Dr. Gannon then gave me a specific task to work on - researching the men of the 8th and 35th USCT regiments to determine if they were killed in battle or recorded as MIA, all in the goal of creating a finalized list of the Union soldiers who were left behind at the Olustee site and therefore likely to be buried in the mass grave located on or near the battleground. 

To begin this task, I split the regiments with a fellow Olustee intern, Brett Nystrom, taking on the 35th regiment. With these men's names, I have been using the search feature in the shared Google Drive to locate any existing information on the men that was already gathered by previous interns. Some men have already been marked as definitively killed based on military service records, while most are recorded as likely missing. Dr. Gannon's question then is: based on available sources, were they likely left behind? This is the key question I will be answering as I continue to work. 

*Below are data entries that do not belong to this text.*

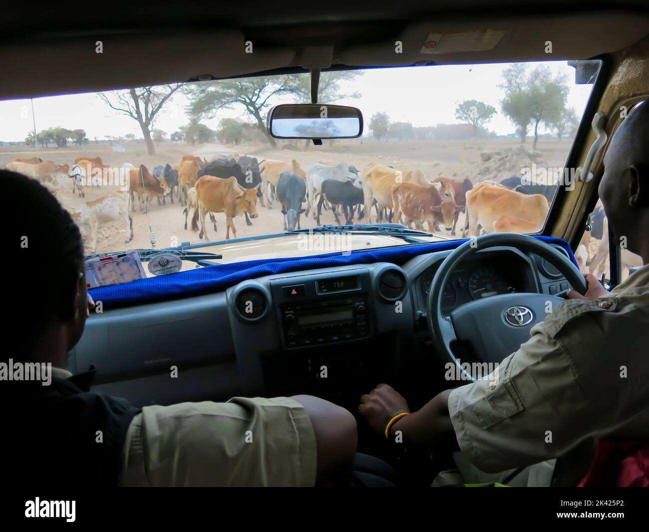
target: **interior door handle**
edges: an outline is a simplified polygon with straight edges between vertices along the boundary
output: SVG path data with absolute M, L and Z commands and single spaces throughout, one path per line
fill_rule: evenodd
M 595 157 L 597 157 L 597 154 L 599 153 L 600 150 L 604 147 L 604 144 L 606 144 L 606 140 L 608 138 L 608 135 L 606 134 L 606 130 L 604 129 L 606 121 L 606 115 L 602 111 L 598 111 L 595 113 L 595 116 L 593 117 L 591 126 L 593 127 L 593 131 L 595 132 L 596 138 L 591 146 L 591 149 L 588 150 L 588 155 L 586 155 L 586 160 L 583 162 L 583 166 L 580 166 L 577 168 L 576 173 L 577 179 L 580 181 L 587 183 L 593 177 L 593 172 L 591 171 L 593 162 L 595 160 Z

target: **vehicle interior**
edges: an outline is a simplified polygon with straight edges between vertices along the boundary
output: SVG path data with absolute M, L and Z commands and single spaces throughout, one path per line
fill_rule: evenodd
M 542 321 L 548 301 L 559 303 L 569 288 L 585 292 L 587 270 L 574 257 L 589 246 L 604 154 L 620 108 L 649 97 L 649 9 L 641 0 L 287 1 L 251 9 L 190 0 L 180 10 L 130 5 L 128 17 L 88 5 L 82 19 L 53 8 L 30 15 L 27 27 L 20 23 L 25 9 L 3 8 L 0 62 L 13 74 L 0 84 L 0 101 L 315 71 L 550 60 L 574 62 L 575 75 L 587 78 L 593 73 L 579 62 L 599 62 L 596 80 L 582 82 L 592 90 L 574 139 L 565 141 L 565 166 L 579 169 L 578 177 L 571 190 L 557 188 L 535 235 L 547 238 L 493 233 L 477 245 L 462 240 L 432 251 L 401 243 L 408 252 L 386 260 L 364 256 L 324 267 L 296 261 L 190 296 L 107 305 L 91 315 L 69 353 L 72 373 L 95 365 L 95 389 L 140 406 L 236 396 L 328 399 L 357 416 L 358 450 L 387 461 L 413 485 L 430 485 L 445 457 L 389 446 L 358 414 L 360 396 L 387 383 L 417 409 L 474 378 L 449 383 L 449 363 L 500 362 Z M 503 34 L 484 49 L 469 43 L 424 50 L 431 33 L 495 29 Z M 249 42 L 253 53 L 245 51 Z M 618 250 L 606 251 L 597 277 L 614 286 L 629 272 Z M 252 312 L 245 310 L 250 302 Z M 512 314 L 526 320 L 512 326 L 503 316 L 519 307 L 531 319 Z M 172 366 L 182 378 L 170 386 Z

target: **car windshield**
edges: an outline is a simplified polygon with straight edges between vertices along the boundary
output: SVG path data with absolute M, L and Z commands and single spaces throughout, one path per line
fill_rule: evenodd
M 267 129 L 273 106 L 311 101 L 308 74 L 3 101 L 0 166 L 52 190 L 88 255 L 201 252 L 177 253 L 182 269 L 533 233 L 574 186 L 595 76 L 576 84 L 570 62 L 323 72 L 319 101 L 358 107 L 364 131 L 320 145 Z

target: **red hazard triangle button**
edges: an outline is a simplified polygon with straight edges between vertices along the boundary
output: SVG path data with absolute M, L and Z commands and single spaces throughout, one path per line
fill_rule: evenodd
M 302 298 L 305 294 L 304 285 L 291 285 L 282 287 L 282 295 L 285 298 Z

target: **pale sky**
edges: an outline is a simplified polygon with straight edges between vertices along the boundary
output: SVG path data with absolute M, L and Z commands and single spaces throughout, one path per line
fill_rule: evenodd
M 565 61 L 531 64 L 528 70 L 536 64 L 546 64 L 553 73 L 566 75 L 570 87 L 568 106 L 574 107 L 580 116 L 593 85 L 574 84 L 574 69 Z M 391 121 L 410 121 L 415 127 L 422 127 L 458 123 L 455 118 L 457 105 L 464 100 L 475 99 L 493 106 L 498 112 L 487 124 L 487 129 L 498 134 L 508 134 L 514 133 L 515 128 L 502 114 L 500 101 L 504 94 L 498 86 L 502 82 L 502 71 L 508 66 L 495 64 L 367 70 L 353 82 L 341 85 L 342 93 L 358 92 L 360 97 L 341 99 L 335 103 L 360 108 L 366 124 L 374 113 L 384 111 Z M 273 103 L 286 101 L 278 99 Z M 184 95 L 177 94 L 164 114 L 159 116 L 155 127 L 171 134 L 186 125 L 189 121 L 184 111 L 186 103 Z M 69 129 L 84 129 L 90 140 L 95 136 L 104 140 L 106 135 L 123 136 L 128 133 L 141 137 L 137 122 L 113 110 L 94 94 L 34 99 L 34 110 L 37 131 L 60 125 Z M 242 112 L 241 108 L 223 110 L 215 119 L 204 123 L 216 129 L 219 120 L 225 117 L 249 121 Z M 0 140 L 23 140 L 32 129 L 29 99 L 0 101 Z

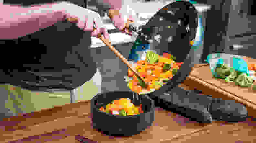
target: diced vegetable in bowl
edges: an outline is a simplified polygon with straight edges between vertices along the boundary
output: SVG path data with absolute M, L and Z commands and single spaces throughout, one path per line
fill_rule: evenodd
M 134 115 L 144 112 L 142 104 L 135 106 L 129 98 L 123 98 L 114 100 L 105 108 L 102 106 L 99 110 L 107 113 L 121 116 Z

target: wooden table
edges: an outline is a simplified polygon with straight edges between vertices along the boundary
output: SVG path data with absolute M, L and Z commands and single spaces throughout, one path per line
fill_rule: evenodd
M 243 58 L 249 64 L 256 64 L 255 59 L 246 57 Z M 252 90 L 252 86 L 251 88 L 241 88 L 234 83 L 226 83 L 224 79 L 214 78 L 208 65 L 195 66 L 184 84 L 196 87 L 207 95 L 242 103 L 248 108 L 249 115 L 255 118 L 256 92 Z
M 183 84 L 180 86 L 190 89 Z M 75 139 L 78 134 L 101 143 L 256 141 L 256 121 L 252 119 L 202 124 L 159 108 L 156 109 L 153 126 L 140 133 L 130 137 L 109 137 L 92 128 L 90 108 L 90 101 L 85 101 L 4 119 L 0 121 L 0 142 L 78 143 Z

To accompany this question, Dr. Gannon has also assigned us the task of writing paragraph-long biographies on the soldiers, summarizing what we know, and citing the sources that tell us this information. 

As I have been working, I have had some trouble navigating the Google Drive and determining which names have already been looked at and accounted for - there are quite a few duplicate documents, so it is hard to see which one is the most updated. I plan to clarify this in the next meeting to ensure I am doing everything right! 

However, I have enjoyed this task so far, getting a glimpse into the lives of the Union soldiers' stories and the determination of their status behind the evidence left behind.